Paul McCartney – Ageless Music Anthology 3 (Strange Apple SAR 019)

Ageless Music Anthology 3 (Strange Apple SAR 019)

Disc 1 (1978-1979) (79:45):  Goodnight Tonight (Rough Mix), Winter Rose (Instrumental) (Rough Mix), Love Awake (Outtake), Old Siam Sir (Rough Mix), Arrow Through Me (Rough Mix), Maisie (Outtake), Reception (Rough Mix), Cage (Outtake), Getting Closer (Rough Mix), Rockestra Theme (Piano Demonstration), Rockestra Theme (Rough Mix), So Glad To See You Here (Piano Demonstration), So Glad To See You Here (Rough Mix), Winter Rose (Rough Mix), Love Awake (Rough Mix), Front Parlour (Acetate), Frozen Jap (Acetate), All You Horseriders (Acetate), Blue Sway (Acetate), Mr. H. Atom (Acetate), Summer’s Day Song (Acetate), Coming Up (Acetate)

Disc 2 (79:50) (1980-1986), Take It Away (Studio Demo), Take It Away (Piano Demonstration), Take It Away (Rough Monitor Mix), The Pound Is Sinking (Studio Demo), Hear Me Lover (Studio Demo), Wanderlust (Studio Demo), Keep Under Cover (Studio Demo), Average Person (Studio Demo), Sweetest Little Show (Studio Demo), Ebony And Ivory (Studio Demo), Ebony And Ivory (Studio Rough Take), For No One (Outtake), Lindiana (Outtake), We Got Married (Outtake), Move Over Busker (Rough Mix), Good Times Comin’/Feel The Sun (Rough Mix), It’s Not True (Rough Mix), Press (Rough Mix), Tough On A Tightrope (Rough Mix), Yvonne’s The One (Outtake)

The third volume of Strange Apple’s Ageless Music Anthology focuses upon Paul McCartney outtakes covered over an eight year period.  During this time he wrote and recorded Back To The Egg, McCartney II, Tug Of War, Pipes Of PeaceGive My Regards To Broadstreet and Press To Play.  And like all older artists, it demonstrates very well how he adapted (or didn’t) his music to the current trends of the day.
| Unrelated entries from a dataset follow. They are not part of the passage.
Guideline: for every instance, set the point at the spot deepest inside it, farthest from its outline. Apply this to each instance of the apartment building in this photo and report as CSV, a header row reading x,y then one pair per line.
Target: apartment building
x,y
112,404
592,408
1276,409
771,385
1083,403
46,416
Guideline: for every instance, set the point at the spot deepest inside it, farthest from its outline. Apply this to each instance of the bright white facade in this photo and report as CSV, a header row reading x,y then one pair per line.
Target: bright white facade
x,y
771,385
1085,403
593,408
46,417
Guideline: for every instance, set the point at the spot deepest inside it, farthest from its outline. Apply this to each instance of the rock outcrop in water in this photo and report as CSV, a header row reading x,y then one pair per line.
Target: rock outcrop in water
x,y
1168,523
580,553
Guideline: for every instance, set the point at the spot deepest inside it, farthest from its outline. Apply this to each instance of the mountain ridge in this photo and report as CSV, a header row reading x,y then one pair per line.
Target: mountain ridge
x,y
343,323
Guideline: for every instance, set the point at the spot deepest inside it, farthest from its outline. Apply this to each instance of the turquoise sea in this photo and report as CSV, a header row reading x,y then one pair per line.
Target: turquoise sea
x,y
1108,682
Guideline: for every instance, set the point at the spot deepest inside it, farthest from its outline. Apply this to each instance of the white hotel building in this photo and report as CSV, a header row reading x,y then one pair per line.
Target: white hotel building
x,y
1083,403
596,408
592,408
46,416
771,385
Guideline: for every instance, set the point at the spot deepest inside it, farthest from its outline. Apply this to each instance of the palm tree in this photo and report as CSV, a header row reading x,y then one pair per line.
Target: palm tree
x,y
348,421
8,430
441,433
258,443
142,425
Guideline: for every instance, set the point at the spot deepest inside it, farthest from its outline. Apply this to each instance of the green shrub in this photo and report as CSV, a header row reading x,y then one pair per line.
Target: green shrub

In 1978, the music in vogue were punk and disco.  Punk emphasized basic arrangements in short songs with an anti-establishment attitude towards both the music industry and government.  While McCartney would never go that far, the rough mix of “Old Siam Sir” is about as punk as he became.

Disco was much more attuned to McCartney’s approach to music.  Criticized for being soulless and mechanical, disco was really a return of music back to its roots in dance and rhythm.  Many of the big bands took a stab at disco in one form of another, and McCartney’s wrote “Goodnight Tonight.”  

But most of Back To The Egg was in the vein of mainstream corporate rock, and as good as the “Rockestra Theme” (which Paul calls a “Chuck Berry riff” on the tape) and “Arrow Through Me” are they are firmly committed to that genre. 

It is after the Japan bust in early 1980 and the dissolution of Wings when McCartney experiments the most.  The tracks from the McCartney IIsessions that summer are among his strangest and most difficult to understand and appreciate songs.  Strange Apple include bizarre tracks such as “Frozen Jap” and “Mr. H Atom.”  The disc ends with “Coming Up,” the best song from the sessions, taken from the same acetate source as the others.  

Tug Of Warwas McCartney’s most successful album of the eighties because he returned to writing the catchy, high-energy songs that’s he’s best at doing.  Disc two begins with three versions of the album’s second biggest hit “Take It Away” including the studio demo with the extra “bar stool” verse omitted from the final take.  Two takes of the album’s biggest hit “Ebony And Ivory” are included as well as the unreleased track “Hear Me Lover.”

In the mid-eighties McCartney continued to experiment more with studio techniques.  He worked with Hugh Padgham, the producer responsible for the famous “gated drum” sound and who worked extensively with Phil Collins on all his hit albums.

Press To Play is imbued with the eighties synthesized production which may have been a bold step for McCartney but it sucked the life out of his songs.  There are rough mixes of “Press,” the album’s big single, “Tough On A Tightrope,” the b-side to “Only Love Remains,” and “It’s Not True” with Phil Collins on drums (and with the obligatory eighties saxophone solo).  The final track is McCartney’s version of “Yvonne’s The One,” co-written with Eric Stewart of 10CC.  Stewart would re-write and release the song in 1995.  

Ageless Music Anthology 3 is a good compilation of previously released studio outtakes, taken from both the recent Trevor Jones tapes and other sources.  Committed collectors would already have most of this material.  But Strange Apple did a very good job in arranging and mastering the tape in a professional way.